Bien sûr, Walt Disney l’a tout de suite compris : Donald Duck est un personnage bien plus complexe comparé à son Mickey Mouse. Il n’est pas parfait, mais c’est exactement pour cela qu’il est si adorable. Donald est souvent colérique, parfois désespéré, même dans son exubérance il est au bord de la dépression nerveuse. Mais il est, et c’est crucial, toujours plein d’espoir.
Même avant que Charles M. Schulz n’exploite d’innombrables facettes de la mécanique de précision de l’échec dans la vie avec ses « Peanuts », le dragon dessiné a marqué un tournant dans l’industrie de l’image en tant que symbole de l’éternité humaine. Dans les dessins animés, les sympathies étaient toujours clairement divisées jusqu’à sa première apparition dans l’épisode de Silly Symphony « La petite poule sage » (juin 1934).

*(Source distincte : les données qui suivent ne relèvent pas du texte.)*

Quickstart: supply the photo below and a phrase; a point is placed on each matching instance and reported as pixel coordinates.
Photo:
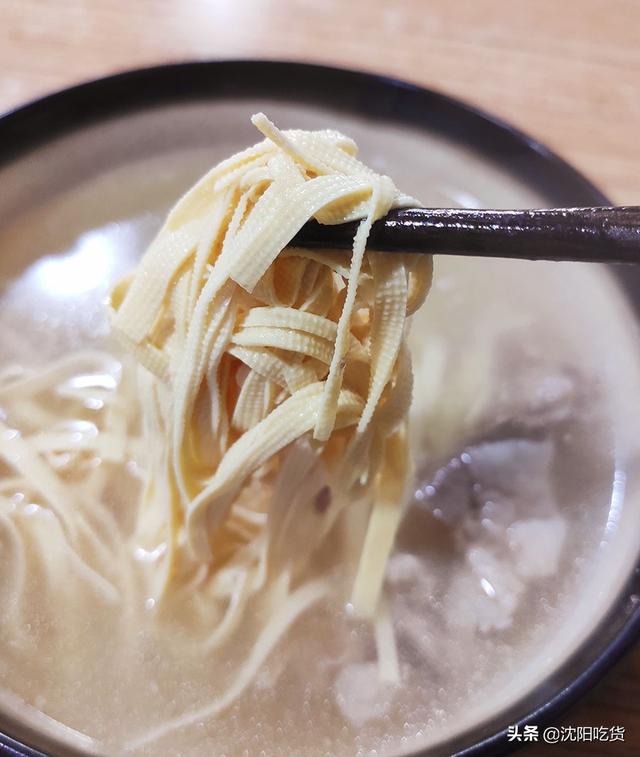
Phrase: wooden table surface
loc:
(567, 71)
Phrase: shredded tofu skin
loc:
(268, 406)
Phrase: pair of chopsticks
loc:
(599, 235)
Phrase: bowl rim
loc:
(42, 120)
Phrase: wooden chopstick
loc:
(599, 235)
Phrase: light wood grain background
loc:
(567, 71)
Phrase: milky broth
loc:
(522, 431)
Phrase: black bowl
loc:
(372, 97)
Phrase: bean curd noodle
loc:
(274, 386)
(232, 521)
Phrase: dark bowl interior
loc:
(374, 98)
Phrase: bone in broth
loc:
(154, 605)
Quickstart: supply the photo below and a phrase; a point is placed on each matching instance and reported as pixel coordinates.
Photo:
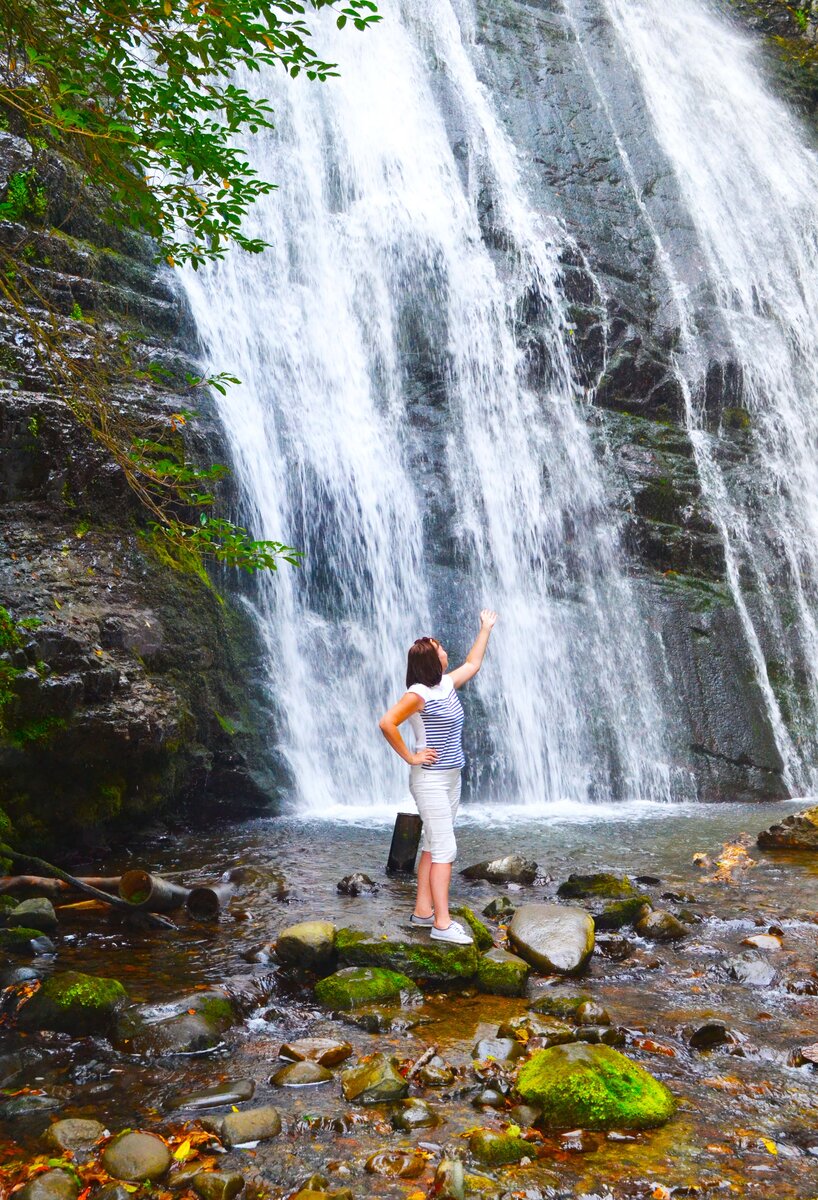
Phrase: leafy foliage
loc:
(143, 97)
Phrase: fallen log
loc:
(151, 893)
(18, 885)
(206, 900)
(44, 868)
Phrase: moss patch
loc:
(498, 1149)
(17, 939)
(72, 1002)
(501, 973)
(593, 1087)
(482, 937)
(621, 912)
(417, 960)
(356, 987)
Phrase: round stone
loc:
(137, 1157)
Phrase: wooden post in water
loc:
(406, 840)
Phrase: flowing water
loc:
(747, 1115)
(390, 426)
(750, 183)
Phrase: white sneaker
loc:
(453, 934)
(425, 922)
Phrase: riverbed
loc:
(747, 1116)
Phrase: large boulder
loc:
(511, 869)
(72, 1002)
(196, 1024)
(374, 1080)
(579, 1086)
(356, 987)
(555, 939)
(795, 832)
(308, 946)
(438, 964)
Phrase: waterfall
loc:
(409, 418)
(750, 184)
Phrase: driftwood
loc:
(429, 1053)
(150, 893)
(13, 885)
(44, 868)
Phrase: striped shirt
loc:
(439, 724)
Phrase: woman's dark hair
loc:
(423, 664)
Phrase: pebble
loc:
(49, 1186)
(251, 1125)
(414, 1114)
(301, 1074)
(74, 1134)
(396, 1164)
(217, 1185)
(229, 1092)
(328, 1051)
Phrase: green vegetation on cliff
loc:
(139, 105)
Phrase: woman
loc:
(435, 715)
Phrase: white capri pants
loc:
(437, 795)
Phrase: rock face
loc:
(356, 987)
(308, 946)
(581, 1086)
(797, 832)
(373, 1080)
(137, 1157)
(554, 939)
(134, 688)
(425, 960)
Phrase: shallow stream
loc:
(746, 1125)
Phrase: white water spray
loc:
(388, 425)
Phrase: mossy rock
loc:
(581, 1086)
(439, 965)
(623, 912)
(356, 987)
(482, 937)
(603, 885)
(494, 1149)
(500, 973)
(76, 1003)
(17, 939)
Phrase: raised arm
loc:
(474, 659)
(410, 702)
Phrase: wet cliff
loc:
(128, 673)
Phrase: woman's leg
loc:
(435, 793)
(440, 877)
(423, 904)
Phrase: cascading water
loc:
(390, 425)
(751, 190)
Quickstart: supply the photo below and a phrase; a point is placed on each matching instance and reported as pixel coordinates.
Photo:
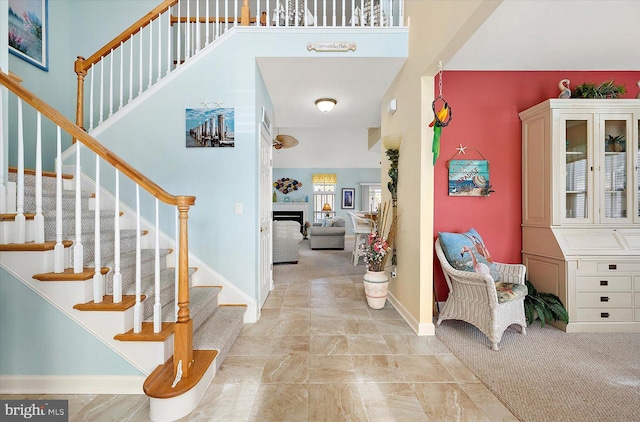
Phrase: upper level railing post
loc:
(79, 69)
(183, 328)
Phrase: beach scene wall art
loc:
(469, 178)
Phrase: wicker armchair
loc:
(473, 298)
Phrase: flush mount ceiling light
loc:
(326, 104)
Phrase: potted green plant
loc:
(606, 89)
(544, 306)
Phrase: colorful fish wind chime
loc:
(441, 118)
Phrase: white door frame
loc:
(265, 261)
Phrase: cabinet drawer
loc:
(608, 267)
(603, 283)
(604, 315)
(605, 300)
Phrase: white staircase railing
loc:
(176, 30)
(37, 233)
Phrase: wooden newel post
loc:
(79, 69)
(183, 331)
(244, 13)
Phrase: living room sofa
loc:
(327, 235)
(286, 241)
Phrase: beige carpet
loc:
(549, 375)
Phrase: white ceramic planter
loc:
(376, 286)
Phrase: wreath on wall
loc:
(286, 185)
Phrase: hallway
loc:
(319, 353)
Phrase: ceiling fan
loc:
(284, 141)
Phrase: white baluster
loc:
(168, 40)
(353, 13)
(78, 249)
(324, 12)
(140, 60)
(178, 39)
(20, 220)
(157, 306)
(58, 250)
(98, 283)
(187, 43)
(38, 220)
(217, 22)
(111, 83)
(150, 54)
(121, 74)
(159, 48)
(258, 23)
(226, 16)
(334, 13)
(137, 308)
(100, 120)
(117, 276)
(176, 249)
(197, 26)
(131, 69)
(91, 117)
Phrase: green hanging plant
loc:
(605, 90)
(547, 306)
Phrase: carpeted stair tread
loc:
(220, 330)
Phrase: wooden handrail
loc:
(126, 34)
(93, 144)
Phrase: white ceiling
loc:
(520, 35)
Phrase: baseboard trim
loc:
(71, 384)
(421, 329)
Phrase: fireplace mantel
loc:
(293, 206)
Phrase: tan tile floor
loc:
(319, 353)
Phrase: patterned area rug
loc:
(550, 375)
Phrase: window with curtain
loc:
(324, 193)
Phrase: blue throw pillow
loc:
(467, 252)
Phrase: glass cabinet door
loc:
(577, 165)
(615, 179)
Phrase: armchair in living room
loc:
(286, 240)
(484, 293)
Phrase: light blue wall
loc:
(151, 137)
(38, 339)
(75, 28)
(347, 178)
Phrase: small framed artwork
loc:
(469, 178)
(266, 122)
(28, 31)
(207, 127)
(348, 196)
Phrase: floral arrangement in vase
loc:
(375, 250)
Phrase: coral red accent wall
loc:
(485, 108)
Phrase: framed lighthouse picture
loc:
(213, 128)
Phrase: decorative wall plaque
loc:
(323, 46)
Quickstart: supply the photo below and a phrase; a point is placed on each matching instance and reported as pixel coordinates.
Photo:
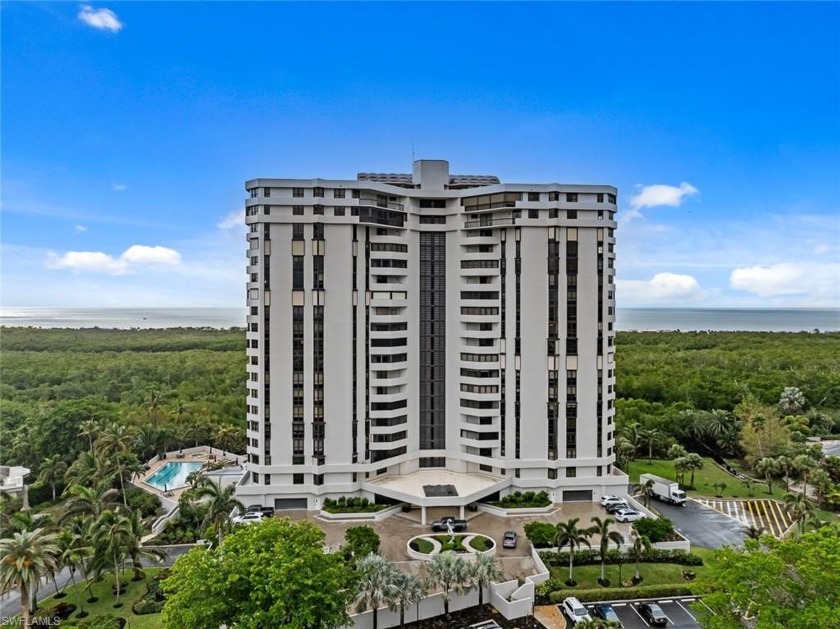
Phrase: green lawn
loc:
(703, 479)
(105, 604)
(652, 573)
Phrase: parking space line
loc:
(686, 611)
(633, 607)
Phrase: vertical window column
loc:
(297, 386)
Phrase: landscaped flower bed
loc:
(352, 505)
(519, 500)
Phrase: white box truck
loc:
(664, 489)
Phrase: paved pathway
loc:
(767, 514)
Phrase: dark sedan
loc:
(606, 612)
(653, 614)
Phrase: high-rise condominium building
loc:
(429, 338)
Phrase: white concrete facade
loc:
(428, 340)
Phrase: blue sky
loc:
(130, 128)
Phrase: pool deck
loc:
(201, 454)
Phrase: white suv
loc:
(574, 610)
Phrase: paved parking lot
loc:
(702, 525)
(680, 612)
(767, 514)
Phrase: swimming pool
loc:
(173, 475)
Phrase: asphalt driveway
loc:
(701, 525)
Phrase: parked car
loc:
(248, 518)
(605, 500)
(616, 507)
(606, 612)
(628, 515)
(266, 511)
(574, 610)
(443, 524)
(653, 614)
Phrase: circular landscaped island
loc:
(424, 547)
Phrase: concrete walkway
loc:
(550, 616)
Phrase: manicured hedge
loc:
(546, 595)
(593, 557)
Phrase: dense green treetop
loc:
(271, 574)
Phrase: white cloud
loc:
(100, 262)
(663, 289)
(819, 282)
(657, 195)
(234, 220)
(92, 261)
(141, 254)
(102, 19)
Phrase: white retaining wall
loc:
(429, 607)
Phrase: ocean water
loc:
(642, 319)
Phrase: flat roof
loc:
(415, 486)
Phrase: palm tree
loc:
(791, 401)
(451, 573)
(649, 437)
(641, 545)
(135, 551)
(84, 500)
(25, 559)
(222, 502)
(766, 467)
(111, 534)
(693, 461)
(126, 464)
(153, 403)
(89, 428)
(569, 533)
(803, 465)
(602, 529)
(748, 483)
(115, 438)
(376, 583)
(146, 440)
(800, 508)
(647, 492)
(408, 589)
(822, 482)
(485, 569)
(226, 437)
(73, 553)
(52, 471)
(89, 467)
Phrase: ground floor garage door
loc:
(281, 504)
(577, 495)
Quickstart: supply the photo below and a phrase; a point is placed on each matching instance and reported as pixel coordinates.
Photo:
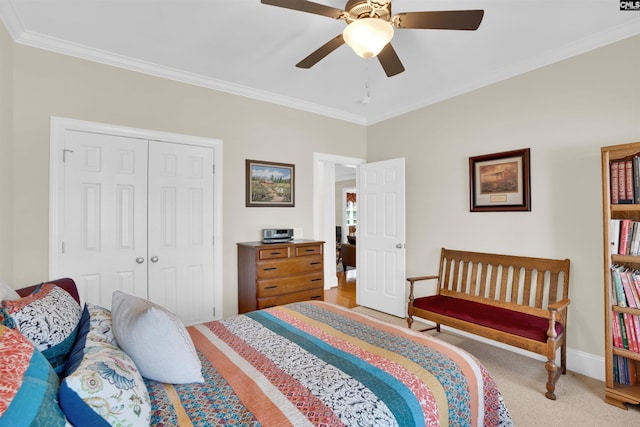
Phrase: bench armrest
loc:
(558, 311)
(559, 305)
(411, 281)
(418, 278)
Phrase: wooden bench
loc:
(520, 301)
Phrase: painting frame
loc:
(500, 181)
(270, 184)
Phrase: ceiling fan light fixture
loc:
(367, 36)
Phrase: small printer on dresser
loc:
(277, 235)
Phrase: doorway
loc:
(324, 186)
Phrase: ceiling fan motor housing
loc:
(358, 9)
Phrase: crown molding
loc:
(52, 44)
(584, 45)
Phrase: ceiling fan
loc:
(370, 27)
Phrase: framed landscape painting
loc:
(500, 182)
(270, 184)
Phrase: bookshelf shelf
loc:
(620, 389)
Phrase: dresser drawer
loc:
(309, 250)
(285, 285)
(275, 268)
(312, 294)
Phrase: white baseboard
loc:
(577, 361)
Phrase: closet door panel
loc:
(181, 229)
(104, 215)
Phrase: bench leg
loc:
(553, 374)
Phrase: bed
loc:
(310, 363)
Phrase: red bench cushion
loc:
(502, 319)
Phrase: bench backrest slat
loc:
(533, 282)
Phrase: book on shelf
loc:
(616, 282)
(613, 182)
(636, 284)
(629, 327)
(624, 236)
(615, 330)
(624, 180)
(614, 237)
(624, 370)
(626, 279)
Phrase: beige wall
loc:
(6, 165)
(564, 112)
(48, 84)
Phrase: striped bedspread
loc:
(314, 363)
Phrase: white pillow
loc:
(155, 339)
(7, 292)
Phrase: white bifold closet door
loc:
(138, 217)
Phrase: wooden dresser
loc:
(279, 273)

Il y avait des gagnants brillants qui ont triomphé des méchants et autres idiots intelligemment et souvent en recourant à la pure violence. Donald Duck s’est développé différemment.
Il lui faudra encore du temps pour devenir le personnage principal, mais dès 1937, il tombe amoureux de sa Daisy, qu’il courtisera ensuite, parfois avec de la chance, mais souvent sans perspective de succès. Un an plus tard, ses neveux Huey, Dewey et Louie étaient à ses côtés. Le début d’une constellation familiale complexe qui, au plus tard avec l’apparition de Scrooge McDuck, s’est transformée en métaphore sociale et a suscité des traités psychanalytiques.
Carl Barks a inventé Donald Duck
Duckburg – une utopie ou plutôt une copie griffonnée de nos rêves urbains ? Comme on le sait, c’est Carl Barks qui affronta les Ducks à la fin des années 1930 avec un doigté fin et une passion pour les récits d’aventures exotiques. Le « Duck Man », comme il a été affectueusement baptisé, a conçu le cosmos du canard comme un terrain de jeu pour son personnage principal ambigu, qu’il ne laissait jamais seul avec ses propres émotions instables. Tout l’arsenal des impulsions capricieuses humaines se reflétait chez Donald, qui n’aurait même jamais songé à consulter un thérapeute simplement parce qu’il ne pouvait littéralement pas se contrôler.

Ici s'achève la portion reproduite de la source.